5. Overtaking Optimality in Planning, Traffic, and Autonomous Systems

a) Autonomous Vehicle Overtaking and Trajectory Planning:

Data-driven overtaking planners (e.g., Predictive Spliner (Baumann et al., 2024), M-Predictive Spliner (Imholz et al., 19 Jun 2025), FSDP (Hu et al., 8 Mar 2025)) use Gaussian process prediction of opponent motion to define and solve finite-horizon optimal control or trajectory optimization problems. Performance metrics include overtaking-success rate $\mathcal{R}_{ot/c}$ , maximum speed ratios, safety margins, and smoothness (e.g., jerk, steering-rate). Overtaking optimality here refers to planners' ability to generate maneuvers that, with high probability and over repeated trials, avoid collisions and maintain minimum-time properties in the long run.

Sequential Quadratic Programming (SQP), bi-level QPs, and predictive MPC frameworks all instantiate overtaking-optimal planning by anticipating opponent trajectories, solving minimum-time or minimum-cost (including safety) problems over regions of collision.
Empirical results indicate that learning-based predictive planners significantly increase overtaking-success rates and achievable speed scalers, approximating global overtaking optimality in practice (Baumann et al., 2024, Hu et al., 8 Mar 2025, Imholz et al., 19 Jun 2025).

b) Rule-Adhering Overtake Planning:

Minimum-violation planning schemes cast overtaking as a lexicographically ordered multi-objective problem, prioritizing rule adherence (e.g., collision avoidance, stay-in-lane) over time minimization.

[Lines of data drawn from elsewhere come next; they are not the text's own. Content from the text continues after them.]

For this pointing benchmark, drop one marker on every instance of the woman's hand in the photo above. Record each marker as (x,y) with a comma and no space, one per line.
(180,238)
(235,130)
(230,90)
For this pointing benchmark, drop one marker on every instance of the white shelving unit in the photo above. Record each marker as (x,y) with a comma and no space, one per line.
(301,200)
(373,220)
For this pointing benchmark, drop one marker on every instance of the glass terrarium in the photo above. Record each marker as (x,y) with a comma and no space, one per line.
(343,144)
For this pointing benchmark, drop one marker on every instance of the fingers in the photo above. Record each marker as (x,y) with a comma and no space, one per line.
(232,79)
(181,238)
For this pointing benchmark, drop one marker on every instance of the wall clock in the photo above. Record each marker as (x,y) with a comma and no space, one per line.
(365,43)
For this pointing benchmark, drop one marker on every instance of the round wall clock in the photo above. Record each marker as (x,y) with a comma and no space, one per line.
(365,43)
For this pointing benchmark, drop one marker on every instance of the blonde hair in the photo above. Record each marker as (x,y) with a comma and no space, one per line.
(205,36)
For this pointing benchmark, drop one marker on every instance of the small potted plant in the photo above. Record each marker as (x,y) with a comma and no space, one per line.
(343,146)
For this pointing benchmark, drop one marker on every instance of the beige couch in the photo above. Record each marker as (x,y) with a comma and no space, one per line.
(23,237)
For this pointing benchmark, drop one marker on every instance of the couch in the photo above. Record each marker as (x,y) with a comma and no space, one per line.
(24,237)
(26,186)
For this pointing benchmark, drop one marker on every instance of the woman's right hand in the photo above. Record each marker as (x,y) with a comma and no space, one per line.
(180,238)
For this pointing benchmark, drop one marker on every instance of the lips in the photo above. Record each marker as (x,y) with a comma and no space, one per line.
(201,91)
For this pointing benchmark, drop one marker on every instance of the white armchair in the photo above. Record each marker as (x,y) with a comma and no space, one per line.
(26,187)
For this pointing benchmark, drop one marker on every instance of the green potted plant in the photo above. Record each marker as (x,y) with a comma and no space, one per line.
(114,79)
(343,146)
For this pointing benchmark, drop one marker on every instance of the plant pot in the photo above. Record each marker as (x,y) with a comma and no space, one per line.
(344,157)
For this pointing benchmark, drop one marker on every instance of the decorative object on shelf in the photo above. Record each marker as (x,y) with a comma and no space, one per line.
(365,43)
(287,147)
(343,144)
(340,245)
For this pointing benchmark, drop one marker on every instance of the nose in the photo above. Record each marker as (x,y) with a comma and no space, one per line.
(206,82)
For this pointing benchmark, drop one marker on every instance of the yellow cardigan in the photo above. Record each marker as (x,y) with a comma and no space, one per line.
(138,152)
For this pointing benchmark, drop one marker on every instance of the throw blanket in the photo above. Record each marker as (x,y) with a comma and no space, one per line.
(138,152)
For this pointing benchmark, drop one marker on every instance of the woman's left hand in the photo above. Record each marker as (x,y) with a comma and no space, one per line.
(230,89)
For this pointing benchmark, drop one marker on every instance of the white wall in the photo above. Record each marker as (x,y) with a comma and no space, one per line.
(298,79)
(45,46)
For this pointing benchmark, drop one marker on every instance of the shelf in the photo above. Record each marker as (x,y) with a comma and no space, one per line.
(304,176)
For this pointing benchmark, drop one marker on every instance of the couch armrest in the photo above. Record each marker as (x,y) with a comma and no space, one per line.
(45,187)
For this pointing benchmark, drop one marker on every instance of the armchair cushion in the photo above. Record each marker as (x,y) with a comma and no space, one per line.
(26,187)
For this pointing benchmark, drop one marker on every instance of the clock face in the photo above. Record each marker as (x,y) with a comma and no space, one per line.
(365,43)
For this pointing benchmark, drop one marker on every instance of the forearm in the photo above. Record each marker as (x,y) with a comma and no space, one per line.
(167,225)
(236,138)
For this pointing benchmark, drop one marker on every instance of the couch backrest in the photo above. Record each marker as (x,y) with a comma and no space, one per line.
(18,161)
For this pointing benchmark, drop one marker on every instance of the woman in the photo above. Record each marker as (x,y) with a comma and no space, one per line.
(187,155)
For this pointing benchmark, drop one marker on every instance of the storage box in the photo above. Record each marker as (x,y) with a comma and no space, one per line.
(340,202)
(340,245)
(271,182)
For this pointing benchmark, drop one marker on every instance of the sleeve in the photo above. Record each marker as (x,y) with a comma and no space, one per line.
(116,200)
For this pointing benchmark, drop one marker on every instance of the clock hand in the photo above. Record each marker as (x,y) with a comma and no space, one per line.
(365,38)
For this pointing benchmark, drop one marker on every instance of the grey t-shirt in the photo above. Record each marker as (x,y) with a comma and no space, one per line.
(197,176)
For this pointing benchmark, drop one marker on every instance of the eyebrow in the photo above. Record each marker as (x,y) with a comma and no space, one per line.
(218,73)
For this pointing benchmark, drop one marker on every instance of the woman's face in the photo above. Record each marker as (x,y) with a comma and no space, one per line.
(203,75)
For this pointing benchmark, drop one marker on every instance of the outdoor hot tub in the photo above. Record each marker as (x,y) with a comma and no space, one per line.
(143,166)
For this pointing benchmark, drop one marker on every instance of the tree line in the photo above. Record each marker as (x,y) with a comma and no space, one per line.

A trajectory is overtaking-optimal in this sense if it minimizes (in order of priority) weighted violation measures of temporal logic rules, then time (Wongpiromsarn et al., 2020).

c) Traffic Flow and Multi-Agent Effects:

Cellular automata traffic models such as the Nagel-Schreckenberg (NS) model augmented with overtaking strategies (NSOS) identify regimes where overtaking improves or harms collective throughput. The presence of a social dilemma—where each vehicle's optimal strategy is overtaking, but collective welfare is reduced at critical densities—demonstrates the complex implications of overtaking optimality in decentralized systems (Simão et al., 2020, Su et al., 2015).

6. Game-Theoretic and Multi-Agent Overtaking

In multi-agent racing and traffic, overtaking optimality is intertwined with equilibria in dynamic games. Stackelberg and zero-sum frameworks operationalize overtaking criteria as equilibrium selection rules: an overtaking-optimal policy is one that is not overtaken by any best response of an adversary (Ashkenazi-Golan et al., 2019, Fork et al., 2022). Advanced vehicle models (e.g., nonplanar racetrack, full two-track dynamics) expand the solution envelope, admitting overtaking trajectories not captured by simpler models (Fork et al., 2022).

7. Limitations, Nonexistence, and Structural Results

Strong overtaking optimality may be too selective, failing to admit admissible policies even in simple finite MDPs or control problems (Jonsson, 2017).
Existence theorems depend crucially on system dynamics, integrability of data, and convexity of admissible sets (Huang et al., 2020, Jonsson, 2017).
Transversality and overtaking criteria provide powerful, but not always sufficient, tools—additional regularity, monotonicity, or boundedness is often needed to ensure uniqueness of solutions and prevent pathological behavior (Khlopin, 2017, Khlopin, 2012).

References

Axiomatic and existence theory for MDPs: (Jonsson, 2017, Ashkenazi-Golan et al., 2019)
Infinite-horizon and LQ control: (1512.01206, Khlopin, 2017, Khlopin, 2012, Huang et al., 2020, Belyakov, 2019, Li et al., 2024)
Overtaking in trajectory planning and autonomous vehicles: (Brüdigam et al., 2021, Palatti et al., 2021, Baumann et al., 2024, Hu et al., 8 Mar 2025, Imholz et al., 19 Jun 2025, Fork et al., 2022, Wongpiromsarn et al., 2020)
Traffic, social dilemmas, and multi-agent settings: (Simão et al., 2020, Su et al., 2015, Dong et al., 2023)

These works encompass the spectrum from abstract optimality criteria in stochastic and deterministic systems, to rigorous necessary and sufficient conditions in infinite-horizon control, and on to algorithmic realizations in autonomous systems and traffic engineering. Overtaking optimality thus unifies a range of models where eventual performance, rather than pointwise maximization of possibly unbounded objectives, determines the truly optimal strategy.